"Mangez de la viande et des légumes, des noix et des graines, un peu de fruits, des aliments contenant de l’amidon et pas de sucre. Maintenez l’apport calorique à un niveau tel qu’il favorise l’entraînement mais pas l’accumulation de graisse.
En ce qui concerne l’aspect métabolique, le CrossFit n’est pas différent de tous les autres sports. Du point de vue sportif, en suivant un régime trop pauvre en glucides, il augmente le risque de ne pas améliorer ou d’aggraver les performances, de réduire la capacité de récupération et celle d’hypertrophie.
Par contre, en ce qui concerne l’aspect salutaire , en ne prenant en compte que des personnes saines (donc sans pathologies rénales ou hépatiques préexistantes), le risque principal est celui de céto-acidose métabolique. Inversement, si le foie et les reins ne sont pas au maximum de leur forme, il est également probable que l’excès de protéines crée d’autres troubles graves. Pour le reste, la ration recommandée de tous les nutriments est parfaitement normale, c’est-à-dire qu’elle augmente la dépense calorique et énergétique.
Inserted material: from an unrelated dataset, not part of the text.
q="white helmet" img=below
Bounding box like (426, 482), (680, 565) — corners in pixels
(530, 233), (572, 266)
Il est recommandé, surtout en cas de transpiration particulièrement intense, de ne pas négliger la consommation de fruits, de légumes et d’eau pour maintenir l’homéostasie hydrosaline. La prise de compléments alimentaires spécifiques peut aussi être utile.
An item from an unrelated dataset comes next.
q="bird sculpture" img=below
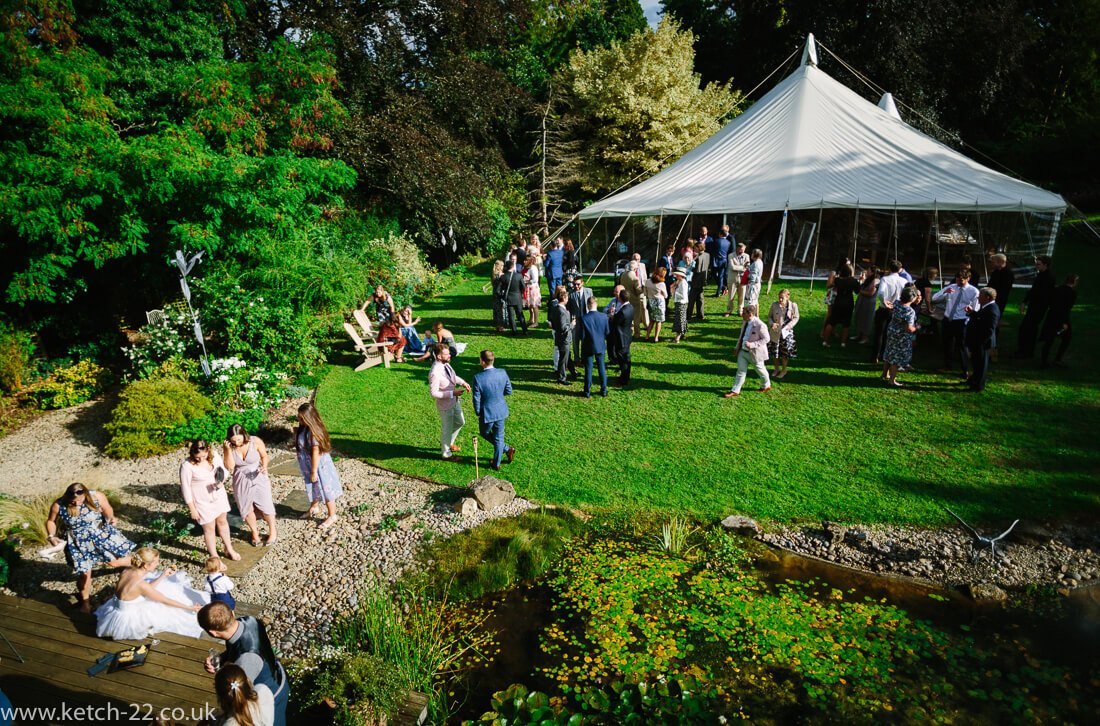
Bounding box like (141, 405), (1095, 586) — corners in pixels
(944, 507), (1019, 569)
CrossFit pour perdre du poids
En s’entraînant dans le crossFit, vous pouvez brûler beaucoup de calories.
Cependant, comme pour toutes autres activités, cela ne s’accompagne pas nécessairement d’un effet amincissant. La perte de poids est la conséquence d’un bilan énergétique négatif, c’est-à-dire le résultat arithmétique de [Énergie IN - Énergie OUT]; cela signifie que les calories brûlées par le régime doivent être inférieures à celles consommées par l’entraînement. En pratiquant le crossFit, il est possible d’augmenter - de manière généralement significative - la dépense calorique. Cependant, la perte de poids n’intervient qu’au moment où le régime reste le même que lorsque vous étiez sédentaire, ou en tout cas, elle augmente de manière peu significative. Cela peut sembler évident pour la plupart des lecteurs, mais, en vérité, ce n’est pas évident. L’exercice physique, on le sait, engendre une plus grande sensation d’appétit; on le doit à la diminution de la glycémie et à la diminution des réserves de glycogène - surtout hépatiques. Ainsi, si la pratique sportive nous aide à consommer davantage, elle stimule l’appétit et la faim. Il devient donc indispensable de maintenir un certain contrôle de soi, sans tomber dans la surestimation de ce que l’on pense avoir "brûlé" pendant la session. Dans ce cas, l’intervention d’un diététicien, qui organise le plan alimentaire en différenciant les journées sans entraînement de celles d’entraînement, pourrait être fondamentale. En outre, le crossFit est de base une activité à haute intensité. Cela signifie que, pendant l’effort, la consommation prédominante est d’ hydrates de carbone par rapport aux graisses, avec une implication élevée du métabolisme anaérobie lactacide. L’effet amaigrissant peut donc être obtenu de manière directe en utilisant l’EPOC (débit d’oxygène) autant que de manière indirecte grâce à une plus grande tolérance aux glucides alimentaires (plus grande sensibilité à l’insuline et "avidité" musculaire). Le “dépérissement” direct, dans le crossFit ainsi que dans les autres activités d’égale implication métabolique, est obtenu principalement grâce à l’EPOC, c’est-à-dire qu’il se fonde sur l’oxydation lipidique qui se produit après l’interruption de l’entraînement; plus la charge d’entraînement (volume + intensité) est élevée, plus la dette d’oxygène et donc le métabolisme basal post-entraînement sera important. . Par contre, le “dépérissement” indirect, qui exploite la plus grande capacité de métaboliser les glucides alimentaires, est soutenu par deux conditions indépendantes:
• la première est de type aigu, post-exercice et liée à EPOC, et est appelée "fenêtre anabolique". Elle exploite la plus grande avidité musculaire aux glucides (et pas seulement) qui, dans les toutes premières minutes (15') après l’entraînement, est de type insulino-indépendant; dans les 45 minutes suivantes, par contre, elle exploite le conventionnel système insuline - glut4 mais avec une très haute affinité. Au fil du temps, celle-ci diminue de plus en plus pour atteindre la condition de base?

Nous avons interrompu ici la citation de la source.